Confluent Cloud Schema Registry and Spring Boot

5 min
Viktor Gamov

Viktor Gamov

Developer Advocate (Presenter)

Confluent Cloud Schema Registry and Spring Boot

Confluent Cloud Schema Registry is fully managed and works easily: When you create a Confluent Cloud cluster, you have the ability to set up Confluent Cloud Schema Registry, and the only thing you need to do is specify where you want to create it. It supports Avro, Protobuf, and JSON Schema formats for producers, consumers, and Kafka Streams. You can also put multiple schemas in one application. Confluent provides implementations of serializers and deserializers for all of the formats, but you do need to put the libraries in your classpath.

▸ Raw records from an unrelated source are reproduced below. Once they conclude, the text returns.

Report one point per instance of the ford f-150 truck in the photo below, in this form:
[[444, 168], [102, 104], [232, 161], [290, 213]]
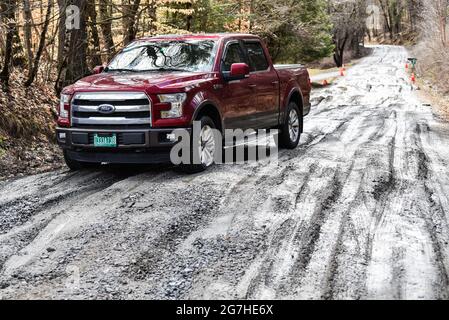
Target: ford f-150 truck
[[127, 112]]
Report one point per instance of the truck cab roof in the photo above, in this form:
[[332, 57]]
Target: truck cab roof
[[200, 36]]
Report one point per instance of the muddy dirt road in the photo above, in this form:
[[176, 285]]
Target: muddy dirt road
[[358, 211]]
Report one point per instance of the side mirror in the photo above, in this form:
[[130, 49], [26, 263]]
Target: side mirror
[[238, 71], [98, 69]]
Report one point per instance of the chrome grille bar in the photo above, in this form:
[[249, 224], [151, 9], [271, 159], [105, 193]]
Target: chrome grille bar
[[86, 108]]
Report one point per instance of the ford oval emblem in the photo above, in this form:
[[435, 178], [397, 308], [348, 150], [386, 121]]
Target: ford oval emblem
[[106, 108]]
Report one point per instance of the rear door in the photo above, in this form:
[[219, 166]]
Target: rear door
[[237, 97], [265, 81]]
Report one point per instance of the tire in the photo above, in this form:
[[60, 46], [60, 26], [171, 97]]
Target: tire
[[75, 165], [291, 129], [206, 124]]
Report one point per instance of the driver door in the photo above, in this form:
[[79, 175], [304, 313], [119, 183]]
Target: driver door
[[240, 108]]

To configure a Spring Boot application for use with Confluent Cloud Schema Registry, you need to adjust application.properties:

# Confluent Cloud Schema Registry
spring.kafka.properties.basic.auth.credentials.source=USER_INFO
spring.kafka.properties.basic.auth.user.info={{ SR_API_KEY }}:{{ SR_API_SECRET }}
spring.kafka.properties.schema.registry.url=https://sr.confluent.cloud

spring.kafka.producer.key-serializer=org.apache.kafka.common.serialization.IntegerSerializer
spring.kafka.producer.value-serializer=io.confluent.kafka.serializers.KafkaAvroSerializer

spring.kafka.consumer.value-deserializer=io.confluent.kafka.serializers.KafkaAvroDeserializer
spring.kafka.consumer.key-deserializer=org.apache.kafka.common.serialization.IntegerDeserializer

You’ll need an API key, a password, and your Confluent Cloud Schema Registry URL from Confluent Cloud, and you’ll need to specify the various serializers that you are using. Also, as you can see, some of the serializers/deserializers come from the io.confluent.kafka package, so you will need to add a JAR to your local application to use them. You can do so in build.gradle:

repositories {
    mavenCentral()
    maven {
        url "https://packages.confluent.io/maven"
    }
}

Then you need to add implementations for the serializers/deserializers that you are using, for example:

implementation 'org.apache.avro:avro:1.10.2'
implementation 'io.confluent:kafka-avro-serializer:6.1.0'

Use the promo code SPRING101 & CONFLUENTDEV1 to get $25 of free Confluent Cloud usage and skip credit card entry.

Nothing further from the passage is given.